La escuela se hallaba compuesta por cinco edificios de dos pisos, césped verde en algunas partes del suelo, arbustos con flores, además de árboles grandes y frondosos. Su atención se vio captada por un abedul que se hallaba del otro lado de edificio. Con rapidez se descolgó la mochila amarilla de los hombros y la posó sobre su regazo, para a continuación sacar una libreta de tapa dura color azul celeste que contenía un pequeño mensaje en la parte superior "Sonríele a la vida y la vida te sonreirá de vuelta". Era sencillo, pero por esa simple frase se decidió a comprarla cuando la descubrió en una papelería unas semanas atrás. Esa libreta era la encargada de cuidar la recopilación de sus dibujos, aquellos que realizaba cuando encontraba cualquier cosa que encendiera su imaginación, como aquel hermoso árbol que sus ojos veían en ese momento.
El grafito del lápiz rozaba la hoja de papel cuando escuchó unos pasos a su costado. Observó a la silueta delgada que se acercaba a su salón de clases, se trataba de un joven de su edad: de cabello oscuro y tez morena clara; tenía una mano dentro del bolsillo de su sudadera gris, mientras la otra la extendió para tocar la puerta. Valeria lo siguió con la mirada, le causaba curiosidad, principalmente porque no lo conocía y le extrañaba que pidiera permiso para entrar a su clase. El chico intentó excusar su tardanza diciendo que era nuevo y se había perdido buscando el salón correspondiente, sin embargo, ni aquella razón ablandó el corazón de la profesora, quien lo despidió con un grito que ocasionó que se sobresaltara y cerrara la puerta velozmente. Ella contuvo una carcajada al ver la expresión de susto que se formó en el rostro de—quien ahora sabía era—su nuevo compañero. Él notó su presencia y Valeria, entonces, le dedicó una sonrisa.
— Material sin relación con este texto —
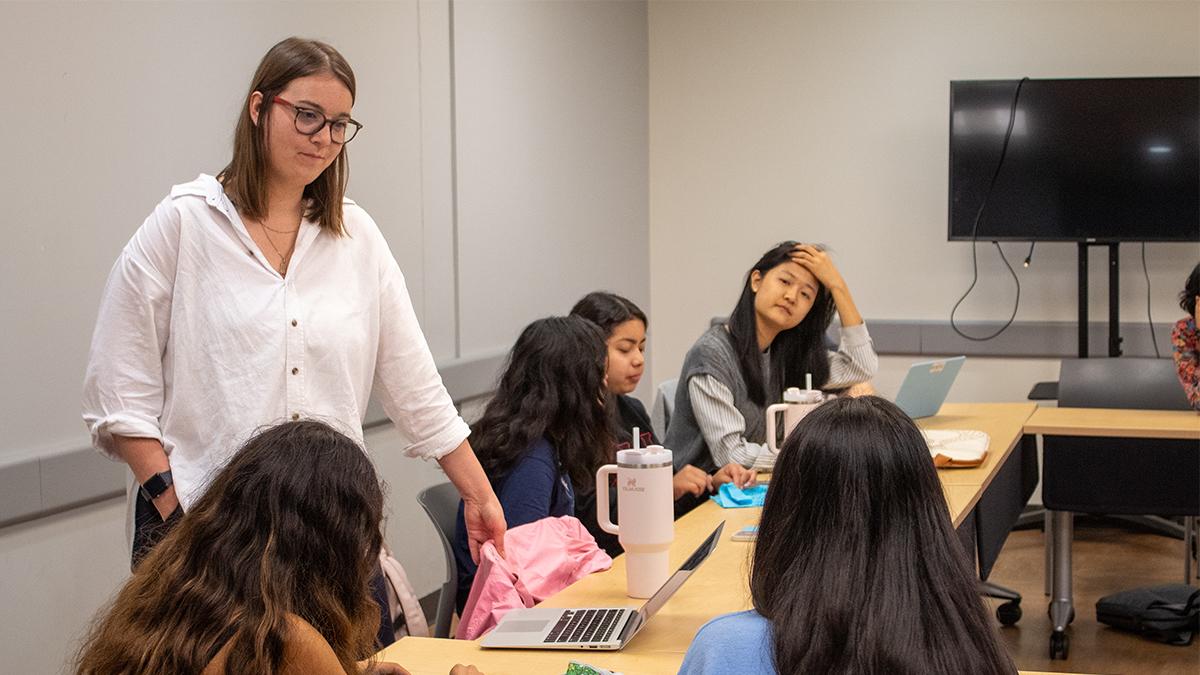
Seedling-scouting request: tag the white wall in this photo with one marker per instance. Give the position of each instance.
(828, 121)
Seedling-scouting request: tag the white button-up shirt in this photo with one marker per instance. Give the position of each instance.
(201, 342)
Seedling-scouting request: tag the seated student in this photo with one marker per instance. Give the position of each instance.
(624, 326)
(1186, 340)
(269, 572)
(773, 339)
(545, 431)
(864, 578)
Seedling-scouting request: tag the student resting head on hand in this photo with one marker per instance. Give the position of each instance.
(774, 338)
(856, 567)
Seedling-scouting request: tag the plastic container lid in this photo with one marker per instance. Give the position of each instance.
(797, 395)
(648, 457)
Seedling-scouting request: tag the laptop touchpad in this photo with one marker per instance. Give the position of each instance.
(517, 626)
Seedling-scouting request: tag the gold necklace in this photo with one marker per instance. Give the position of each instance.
(283, 260)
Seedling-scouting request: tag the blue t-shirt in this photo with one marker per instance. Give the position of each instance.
(535, 488)
(731, 643)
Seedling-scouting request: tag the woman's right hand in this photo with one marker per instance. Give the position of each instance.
(690, 481)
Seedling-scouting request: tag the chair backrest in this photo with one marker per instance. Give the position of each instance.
(1125, 382)
(664, 405)
(441, 502)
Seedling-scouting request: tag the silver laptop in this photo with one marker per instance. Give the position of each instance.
(591, 628)
(927, 384)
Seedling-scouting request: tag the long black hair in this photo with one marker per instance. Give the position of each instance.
(609, 310)
(1191, 290)
(291, 525)
(857, 566)
(551, 388)
(795, 352)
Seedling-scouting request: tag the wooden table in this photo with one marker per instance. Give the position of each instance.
(719, 586)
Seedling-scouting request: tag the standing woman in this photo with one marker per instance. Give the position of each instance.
(259, 296)
(773, 339)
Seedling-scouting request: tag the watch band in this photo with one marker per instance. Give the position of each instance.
(156, 485)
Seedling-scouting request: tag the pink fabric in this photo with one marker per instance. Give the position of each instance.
(543, 559)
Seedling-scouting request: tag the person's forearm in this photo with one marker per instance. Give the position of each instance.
(467, 475)
(845, 304)
(145, 458)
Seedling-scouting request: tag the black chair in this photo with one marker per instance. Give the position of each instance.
(1115, 476)
(441, 502)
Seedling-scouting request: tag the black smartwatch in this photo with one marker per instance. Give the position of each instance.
(156, 485)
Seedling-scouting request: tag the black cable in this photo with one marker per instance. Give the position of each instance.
(975, 232)
(1150, 321)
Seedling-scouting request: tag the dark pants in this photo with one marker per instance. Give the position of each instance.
(149, 529)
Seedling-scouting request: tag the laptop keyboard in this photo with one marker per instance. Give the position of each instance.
(585, 626)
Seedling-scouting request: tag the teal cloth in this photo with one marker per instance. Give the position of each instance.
(731, 496)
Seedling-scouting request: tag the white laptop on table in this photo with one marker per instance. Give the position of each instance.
(925, 387)
(591, 628)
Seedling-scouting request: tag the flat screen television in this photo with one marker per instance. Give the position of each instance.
(1089, 160)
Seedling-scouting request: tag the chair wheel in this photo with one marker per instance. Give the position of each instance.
(1059, 645)
(1009, 613)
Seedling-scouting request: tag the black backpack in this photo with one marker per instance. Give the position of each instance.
(1169, 613)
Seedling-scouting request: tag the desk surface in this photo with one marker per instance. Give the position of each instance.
(1120, 423)
(719, 586)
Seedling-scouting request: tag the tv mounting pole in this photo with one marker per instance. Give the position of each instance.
(1114, 298)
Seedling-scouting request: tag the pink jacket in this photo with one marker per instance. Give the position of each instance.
(543, 557)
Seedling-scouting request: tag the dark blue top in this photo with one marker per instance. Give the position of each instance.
(533, 489)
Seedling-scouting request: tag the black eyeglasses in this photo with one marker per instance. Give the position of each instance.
(311, 123)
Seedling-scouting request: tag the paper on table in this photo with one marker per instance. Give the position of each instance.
(957, 448)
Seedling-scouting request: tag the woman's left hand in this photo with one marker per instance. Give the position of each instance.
(820, 264)
(485, 521)
(736, 473)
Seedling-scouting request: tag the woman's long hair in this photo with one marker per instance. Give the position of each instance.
(609, 310)
(795, 352)
(245, 178)
(291, 526)
(551, 388)
(857, 566)
(1191, 290)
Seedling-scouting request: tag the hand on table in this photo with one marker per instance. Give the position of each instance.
(736, 473)
(691, 481)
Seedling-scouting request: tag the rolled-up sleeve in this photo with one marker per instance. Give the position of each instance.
(407, 380)
(855, 359)
(123, 389)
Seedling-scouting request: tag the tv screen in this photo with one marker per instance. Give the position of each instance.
(1089, 160)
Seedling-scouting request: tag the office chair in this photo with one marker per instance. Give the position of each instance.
(441, 502)
(1116, 476)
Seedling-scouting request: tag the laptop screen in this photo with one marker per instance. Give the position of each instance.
(664, 593)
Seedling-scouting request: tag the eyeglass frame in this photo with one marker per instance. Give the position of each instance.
(327, 121)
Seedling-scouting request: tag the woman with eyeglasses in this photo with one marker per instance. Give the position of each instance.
(263, 294)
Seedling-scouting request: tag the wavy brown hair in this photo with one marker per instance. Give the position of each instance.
(245, 178)
(291, 526)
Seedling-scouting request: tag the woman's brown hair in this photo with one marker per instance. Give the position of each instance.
(245, 178)
(289, 527)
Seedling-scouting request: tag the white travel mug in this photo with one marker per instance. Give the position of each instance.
(646, 511)
(797, 404)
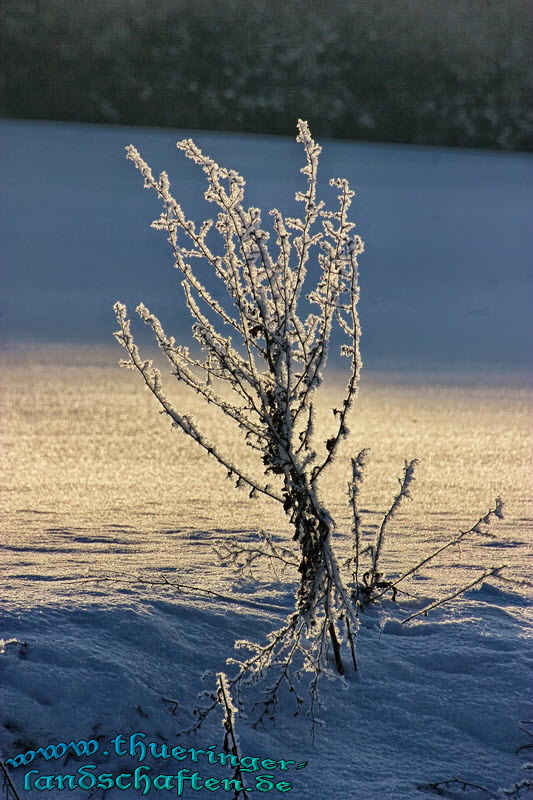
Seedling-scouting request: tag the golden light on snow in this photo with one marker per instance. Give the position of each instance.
(97, 481)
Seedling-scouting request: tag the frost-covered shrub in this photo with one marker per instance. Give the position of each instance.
(282, 325)
(277, 366)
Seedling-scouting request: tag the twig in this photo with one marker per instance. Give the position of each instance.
(437, 603)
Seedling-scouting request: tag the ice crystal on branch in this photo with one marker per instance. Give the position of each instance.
(277, 364)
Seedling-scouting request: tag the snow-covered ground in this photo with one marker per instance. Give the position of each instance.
(96, 484)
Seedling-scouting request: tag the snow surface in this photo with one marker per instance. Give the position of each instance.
(96, 485)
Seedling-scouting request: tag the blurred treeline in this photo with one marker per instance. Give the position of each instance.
(448, 72)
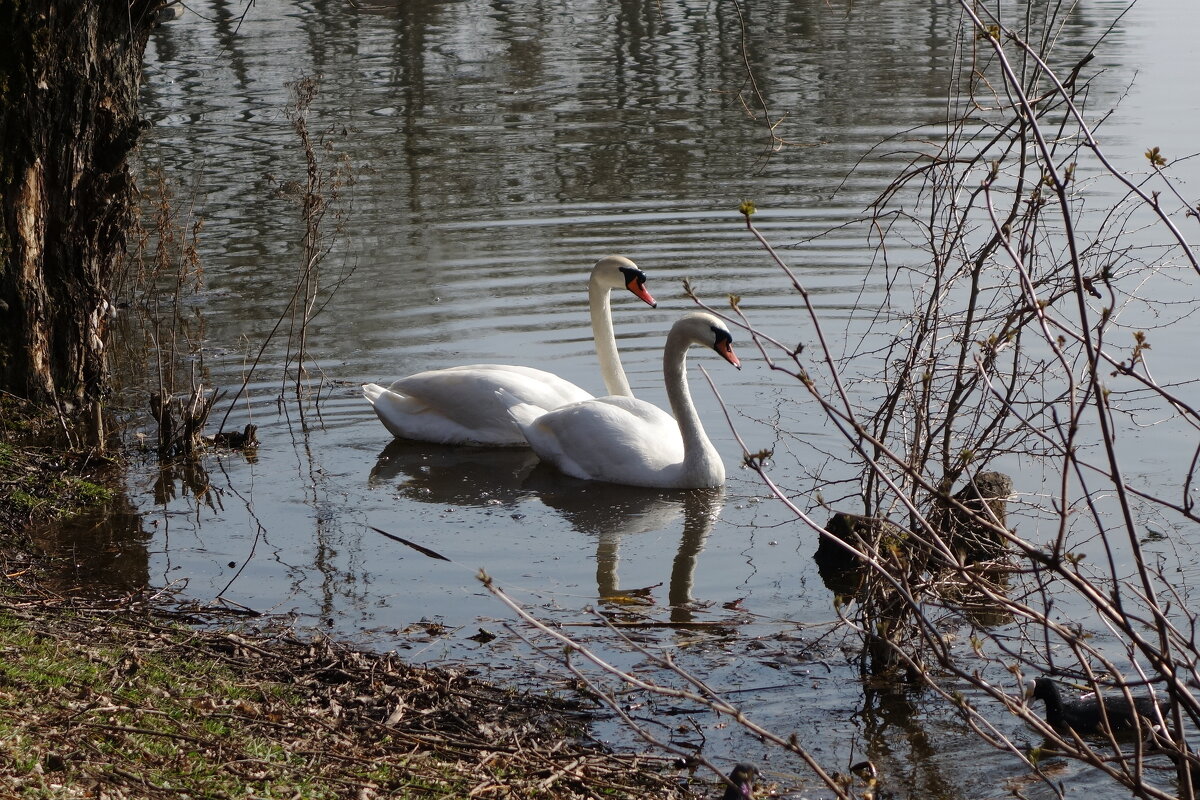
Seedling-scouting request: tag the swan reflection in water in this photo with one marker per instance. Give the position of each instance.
(611, 512)
(484, 476)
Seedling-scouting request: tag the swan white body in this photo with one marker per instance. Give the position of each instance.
(627, 440)
(462, 405)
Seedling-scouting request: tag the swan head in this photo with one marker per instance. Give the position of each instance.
(701, 328)
(617, 271)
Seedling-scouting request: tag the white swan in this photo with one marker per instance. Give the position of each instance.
(627, 440)
(460, 405)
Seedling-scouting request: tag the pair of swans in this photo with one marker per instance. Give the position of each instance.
(617, 439)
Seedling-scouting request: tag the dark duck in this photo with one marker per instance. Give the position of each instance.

—No te preocupes. Es así con todos, en un tiempo te acostumbras — su voz dulce y fuerte contrastó con el silencio de aquella mañana.
El joven solo asintió y dio unos cuantos pasos sobre el mismo sitio, inseguro de a dónde ir a continuación.
—¿Cómo te llamas? —le preguntó la muchacha, sin apartar la vista de él.
—Dylan —contestó y enseguida, acercándose a la banca donde ella estaba, se sentó a su lado, aunque dejando un espacio considerable entre ambos.
—Yo soy Valeria —de nueva cuenta, él solo asintió, sin prestarle demasiada atención—. Así que eres nuevo, ¿de qué escuela vienes?
—Eh, está muy lejos, no creo que la conozcas.
Ella le dedicó una corta sonrisa antes de continuar con su dibujo, trazaba las hojas del árbol, era lo que más le llamaba la atención de éste; tenían una forma muy linda, como si se hubiesen usado tijeras decorativas para cortar una hoja común y corriente. A pesar de querer concentrarse por completo en su dibujo, le parecía grosero de su parte ignorar a Dylan. Sin mencionar que Valeria no era una gran admiradora de los silencios. Ella era mujer de ruido, por eso le encantaba vivir en una ciudad, donde el movimiento nunca paraba y no había espacio para silencios largos y aburridos.
Terminó de dibujar una hoja antes de volver a mirar al joven sentado junto a ella.